We can't afford to subsidise other users of private health insurance cover. It's that simple. Other people who aren't as lucky as we are (yes, I realise I used the term 'lucky' and it's connotations) make more claims on their insurance, and good on them for doing so if they need to, but for us, that $2,500/annum, and climbing, is money we can no longer afford to pay out on the off-chance that we might be hospitalised. Frankly, I've seen both parents in the public system over the past several years, and while my Dad died as a result of an infection incurred in that system, I'd say his case was relatively rare. He was 82, and suffering emphysema, after all. The public system is not as bad as many would have us believe. Certainly, it's not you-beaut-private-room, hot-and-cold-running care, but it is care and very good care. If you're in hospital, you're clearly ill, so does the environment matter all that much? It's the care and attention which matters, and from my experience, I have no problems in that arena. Shared ward or private room, at the end of the day, if you're crook, you're crook. No plasma TV or single room dunny is going to make you feel any better.

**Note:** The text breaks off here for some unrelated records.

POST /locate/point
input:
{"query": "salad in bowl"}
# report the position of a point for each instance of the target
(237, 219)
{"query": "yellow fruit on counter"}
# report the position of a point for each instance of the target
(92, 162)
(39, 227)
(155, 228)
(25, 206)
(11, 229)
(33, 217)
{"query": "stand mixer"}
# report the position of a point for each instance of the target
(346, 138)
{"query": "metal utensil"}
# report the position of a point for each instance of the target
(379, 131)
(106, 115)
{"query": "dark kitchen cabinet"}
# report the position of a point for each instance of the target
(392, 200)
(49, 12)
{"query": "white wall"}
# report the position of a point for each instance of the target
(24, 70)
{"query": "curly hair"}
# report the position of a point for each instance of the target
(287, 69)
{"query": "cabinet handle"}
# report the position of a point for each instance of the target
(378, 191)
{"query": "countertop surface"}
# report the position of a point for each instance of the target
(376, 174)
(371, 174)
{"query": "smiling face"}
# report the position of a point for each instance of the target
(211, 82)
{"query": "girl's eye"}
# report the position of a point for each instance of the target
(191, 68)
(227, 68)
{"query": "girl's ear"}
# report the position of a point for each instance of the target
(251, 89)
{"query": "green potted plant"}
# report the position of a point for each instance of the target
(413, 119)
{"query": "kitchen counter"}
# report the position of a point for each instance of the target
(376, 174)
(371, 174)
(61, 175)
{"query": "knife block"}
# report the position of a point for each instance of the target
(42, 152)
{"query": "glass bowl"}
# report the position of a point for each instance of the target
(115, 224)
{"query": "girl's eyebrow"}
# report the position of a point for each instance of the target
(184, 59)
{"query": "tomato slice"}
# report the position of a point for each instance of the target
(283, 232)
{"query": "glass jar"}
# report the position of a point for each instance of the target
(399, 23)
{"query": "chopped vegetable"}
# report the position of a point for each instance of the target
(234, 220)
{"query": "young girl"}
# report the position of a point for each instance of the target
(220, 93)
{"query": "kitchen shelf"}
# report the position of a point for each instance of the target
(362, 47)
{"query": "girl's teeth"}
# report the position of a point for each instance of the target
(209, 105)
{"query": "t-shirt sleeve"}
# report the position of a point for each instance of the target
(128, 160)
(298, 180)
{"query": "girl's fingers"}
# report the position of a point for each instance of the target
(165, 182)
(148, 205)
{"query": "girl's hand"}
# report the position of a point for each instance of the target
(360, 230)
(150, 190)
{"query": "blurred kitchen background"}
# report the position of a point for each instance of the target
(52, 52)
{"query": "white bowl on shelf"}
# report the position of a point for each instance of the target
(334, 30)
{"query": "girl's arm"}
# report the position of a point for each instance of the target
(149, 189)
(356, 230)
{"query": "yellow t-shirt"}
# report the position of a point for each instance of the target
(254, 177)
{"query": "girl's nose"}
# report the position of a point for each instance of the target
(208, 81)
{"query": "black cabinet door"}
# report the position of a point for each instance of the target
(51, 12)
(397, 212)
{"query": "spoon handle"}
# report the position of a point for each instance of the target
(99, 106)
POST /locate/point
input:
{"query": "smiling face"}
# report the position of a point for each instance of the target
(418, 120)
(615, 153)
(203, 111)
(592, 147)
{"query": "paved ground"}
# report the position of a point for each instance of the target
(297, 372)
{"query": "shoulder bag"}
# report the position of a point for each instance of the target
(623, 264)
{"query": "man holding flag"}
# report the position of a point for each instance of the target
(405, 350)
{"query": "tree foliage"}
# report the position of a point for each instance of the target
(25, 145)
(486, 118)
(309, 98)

I'm left wondering, especially after listening to ABC Radio National's "Australia Talks" earlier this week, just how many Australian's will think and act as we have? On the basis of that program, not many, but then, judging by the demographic which called into the program - still had children, between 35 & 45 - perhaps it wasn't very representative. Time will tell, I suppose, but for us at least, we'll be better off financially.